Barely days after The Killing Season, Abbott launched into open warfare over the Zaky Mallah exchange on Q&A on Monday. Not for the first time, he used the sporting analogy of “whose side are you on?” when attacking the ABC. Abbott’s crude “team Australia” rhetoric is inadequate when trying to distil a complex argument like why people support Islamic State. It was a point Mallah demolished when he spoke about how young Australian Muslims become disenfranchised. The ABC took no “sides” but offered a platform for dissenting views, a platform urgently needed as the Murdoch press (which sets the media agenda and has a vested interest in attacking the public broadcaster) becomes increasingly one-sided. The ABC is considered duplicitous despite the public judging twice as trustworthy as the government.
This is not just a problem for the ABC. It is a problem for Labor as an alternative government. Rupert Murdoch is a bulwark for Tony Abbott, his papers running constant interference and setting agendas by attacking Abbott’s enemies while giving him an easy ride. Mallah is considered the enemy but hysterical front page photos like the Courier-Mail‘s conflation of the ABC and Islamic State are okay because the Courier-Mail is on “our side”. The effect is to move the Overton Window of acceptable political discourse further to the right.

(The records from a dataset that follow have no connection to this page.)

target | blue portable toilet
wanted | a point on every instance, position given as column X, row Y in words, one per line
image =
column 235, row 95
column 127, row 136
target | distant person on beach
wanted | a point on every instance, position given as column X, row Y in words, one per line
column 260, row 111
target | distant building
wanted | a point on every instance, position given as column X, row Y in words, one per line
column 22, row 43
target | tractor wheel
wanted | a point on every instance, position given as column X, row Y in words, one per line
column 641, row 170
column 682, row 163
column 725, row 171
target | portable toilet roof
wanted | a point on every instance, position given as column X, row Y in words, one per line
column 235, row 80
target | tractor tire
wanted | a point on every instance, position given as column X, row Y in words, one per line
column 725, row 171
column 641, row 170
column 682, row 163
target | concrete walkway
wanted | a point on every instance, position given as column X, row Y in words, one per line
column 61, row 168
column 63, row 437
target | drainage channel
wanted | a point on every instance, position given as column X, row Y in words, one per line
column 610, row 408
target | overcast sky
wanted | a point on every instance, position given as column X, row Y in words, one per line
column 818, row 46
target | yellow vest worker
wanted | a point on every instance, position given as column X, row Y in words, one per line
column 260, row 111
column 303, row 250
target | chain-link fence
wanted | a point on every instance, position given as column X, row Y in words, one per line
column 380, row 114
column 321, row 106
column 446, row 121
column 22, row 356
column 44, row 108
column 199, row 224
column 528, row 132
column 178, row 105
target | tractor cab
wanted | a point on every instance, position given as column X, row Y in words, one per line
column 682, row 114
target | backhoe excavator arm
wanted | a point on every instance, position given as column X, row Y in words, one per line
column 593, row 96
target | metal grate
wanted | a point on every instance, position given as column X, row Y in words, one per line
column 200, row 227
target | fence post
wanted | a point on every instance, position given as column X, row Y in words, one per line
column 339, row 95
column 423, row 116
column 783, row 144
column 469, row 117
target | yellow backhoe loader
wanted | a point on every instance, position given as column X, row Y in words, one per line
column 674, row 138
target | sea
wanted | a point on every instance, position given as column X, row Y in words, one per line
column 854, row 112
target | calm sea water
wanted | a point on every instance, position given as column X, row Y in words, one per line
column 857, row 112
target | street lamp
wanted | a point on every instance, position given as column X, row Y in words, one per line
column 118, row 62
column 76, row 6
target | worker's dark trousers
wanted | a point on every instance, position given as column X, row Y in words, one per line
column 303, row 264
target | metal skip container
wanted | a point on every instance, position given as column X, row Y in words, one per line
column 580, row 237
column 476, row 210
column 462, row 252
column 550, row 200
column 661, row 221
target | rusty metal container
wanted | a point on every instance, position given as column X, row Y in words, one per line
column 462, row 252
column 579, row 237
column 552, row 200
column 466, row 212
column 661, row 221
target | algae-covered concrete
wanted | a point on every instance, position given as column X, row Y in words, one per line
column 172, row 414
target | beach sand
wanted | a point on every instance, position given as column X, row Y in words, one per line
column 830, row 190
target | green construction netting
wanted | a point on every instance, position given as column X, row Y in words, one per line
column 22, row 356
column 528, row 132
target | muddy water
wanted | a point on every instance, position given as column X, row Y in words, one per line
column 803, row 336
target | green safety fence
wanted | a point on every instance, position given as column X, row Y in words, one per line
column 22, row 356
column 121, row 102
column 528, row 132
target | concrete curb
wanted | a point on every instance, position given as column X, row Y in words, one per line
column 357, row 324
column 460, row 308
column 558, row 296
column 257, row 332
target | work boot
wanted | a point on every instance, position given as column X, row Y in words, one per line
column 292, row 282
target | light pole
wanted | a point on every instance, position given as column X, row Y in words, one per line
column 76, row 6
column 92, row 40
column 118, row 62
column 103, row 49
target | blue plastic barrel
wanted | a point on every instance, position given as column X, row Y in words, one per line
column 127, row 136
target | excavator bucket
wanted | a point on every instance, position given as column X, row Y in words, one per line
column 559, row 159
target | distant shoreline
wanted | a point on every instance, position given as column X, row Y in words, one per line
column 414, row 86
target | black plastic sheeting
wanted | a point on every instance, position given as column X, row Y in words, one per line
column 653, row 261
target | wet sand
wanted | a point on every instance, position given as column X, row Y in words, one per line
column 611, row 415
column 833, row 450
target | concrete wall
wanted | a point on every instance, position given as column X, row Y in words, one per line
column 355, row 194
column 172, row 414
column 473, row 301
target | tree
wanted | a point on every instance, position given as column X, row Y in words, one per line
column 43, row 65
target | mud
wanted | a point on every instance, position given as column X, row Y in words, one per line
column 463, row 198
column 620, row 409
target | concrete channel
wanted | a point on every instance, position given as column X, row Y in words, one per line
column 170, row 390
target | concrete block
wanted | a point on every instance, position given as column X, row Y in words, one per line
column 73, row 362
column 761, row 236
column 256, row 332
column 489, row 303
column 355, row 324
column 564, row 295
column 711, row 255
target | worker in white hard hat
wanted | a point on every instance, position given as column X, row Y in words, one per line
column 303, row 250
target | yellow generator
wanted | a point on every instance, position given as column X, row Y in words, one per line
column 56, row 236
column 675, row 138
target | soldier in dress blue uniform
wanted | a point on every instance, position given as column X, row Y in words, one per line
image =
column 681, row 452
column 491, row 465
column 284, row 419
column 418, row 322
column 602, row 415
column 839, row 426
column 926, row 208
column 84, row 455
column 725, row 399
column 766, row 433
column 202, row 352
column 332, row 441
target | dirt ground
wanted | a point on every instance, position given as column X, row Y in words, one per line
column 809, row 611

The Killing Season is classic public broadcasting and a terrific first draft of history. Labor should learn from that history and allow Shorten what it didn’t allow Beasley in 2007, Rudd in 2010 and Gillard in 2013: a chance to survive the killing season and be judged by the voters. They might be shocked to find that behind the screeching of Abbott and Murdoch, there is another Australia out there, and one that does not like to be told what to think.